Vodafone’s customer service agents were not given sufficiently clear guidance on what constituted a complaint, while its processes were insufficient to ensure that all complaints were appropriately escalated or dealt with in a fair, timely manner.
Vodafone’s procedures also failed to ensure that customers were told, in writing, of their right to take an unresolved complaint to a third-party resolution scheme after eight weeks.
As a result of these failings, two penalties have today been imposed against Vodafone: £3,700,000 for taking pay-as-you-go customers’ money without providing a service in return; and £925,000 for the flaws in its complaints handling processes.
The money, which must be paid to Ofcom within 20 working days, will be passed on to HM Treasury.

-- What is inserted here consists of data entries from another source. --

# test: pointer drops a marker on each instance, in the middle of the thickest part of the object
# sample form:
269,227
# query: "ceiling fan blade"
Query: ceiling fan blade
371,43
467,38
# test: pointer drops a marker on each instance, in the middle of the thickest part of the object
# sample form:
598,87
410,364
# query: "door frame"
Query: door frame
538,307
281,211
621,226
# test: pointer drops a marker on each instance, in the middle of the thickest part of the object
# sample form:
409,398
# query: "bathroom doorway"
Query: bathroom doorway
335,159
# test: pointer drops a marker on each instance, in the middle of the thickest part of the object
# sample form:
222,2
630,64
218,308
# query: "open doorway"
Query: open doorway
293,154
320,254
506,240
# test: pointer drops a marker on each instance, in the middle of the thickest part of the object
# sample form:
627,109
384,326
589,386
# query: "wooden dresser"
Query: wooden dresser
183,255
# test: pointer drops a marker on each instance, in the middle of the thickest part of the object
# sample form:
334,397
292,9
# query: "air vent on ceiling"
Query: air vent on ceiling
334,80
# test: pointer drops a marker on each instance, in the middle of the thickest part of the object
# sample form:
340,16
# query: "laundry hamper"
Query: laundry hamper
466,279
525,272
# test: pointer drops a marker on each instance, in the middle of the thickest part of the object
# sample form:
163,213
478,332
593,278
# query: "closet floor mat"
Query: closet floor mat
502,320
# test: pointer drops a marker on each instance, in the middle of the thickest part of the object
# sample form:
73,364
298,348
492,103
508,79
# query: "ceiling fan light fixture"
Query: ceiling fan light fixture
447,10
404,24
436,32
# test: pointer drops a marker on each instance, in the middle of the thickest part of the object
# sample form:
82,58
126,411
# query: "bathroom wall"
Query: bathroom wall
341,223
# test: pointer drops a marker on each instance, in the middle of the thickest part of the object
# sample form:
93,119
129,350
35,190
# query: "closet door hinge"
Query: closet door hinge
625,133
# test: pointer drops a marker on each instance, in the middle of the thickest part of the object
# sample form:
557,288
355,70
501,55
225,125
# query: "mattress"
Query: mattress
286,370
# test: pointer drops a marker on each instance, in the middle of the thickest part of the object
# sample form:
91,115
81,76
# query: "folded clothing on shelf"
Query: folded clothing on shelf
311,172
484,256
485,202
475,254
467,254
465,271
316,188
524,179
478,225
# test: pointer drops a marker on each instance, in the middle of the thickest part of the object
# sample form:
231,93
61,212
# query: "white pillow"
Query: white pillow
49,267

Lindsey Fussell, Ofcom Consumer Group Director, said: “Vodafone’s failings were serious and unacceptable, and these fines send a clear warning to all telecoms companies.“Phone services are a vital part of people’s lives, and we expect all customers to be treated fairly and in good faith. We will not hesitate to investigate and fine those who break the rules.”
David Cheetham, market analyst at XTB.com, commented “News has broken this morning that Vodafone have been fined £4.6M by Ofcom for "serious and sustained breaches of consumer protection rules". The fine itself relates to the mobile phone company misleading pay-as-you-go customers over top up payments. The fine will likely cause some reputational damage to Vodafone after more than 10,000 of its customers lost out when the firm failed to credit their accounts after they had paid to top up their mobile phone credit.
Whilst the number of effected customers is minimal compared to the total 20 million Vodafone users in the UK, the ongoing investigation which led to the fine has been an unwanted headache. With the matter now put to bed, investors will hope that the firm can move on and look to build on a solid if not spectacular year so far which has seen the stock rise around 10%. Given the external headwinds such as this investigation and the EU referendum shock, this performance may be viewed as relatively favourable and the telecommunications company will likely be pleased to have drawn a line under the whole incident and take their medicine in the form of a sizeable fine which incidentally, is the single largest to have ever been issued by the telecoms regulator.”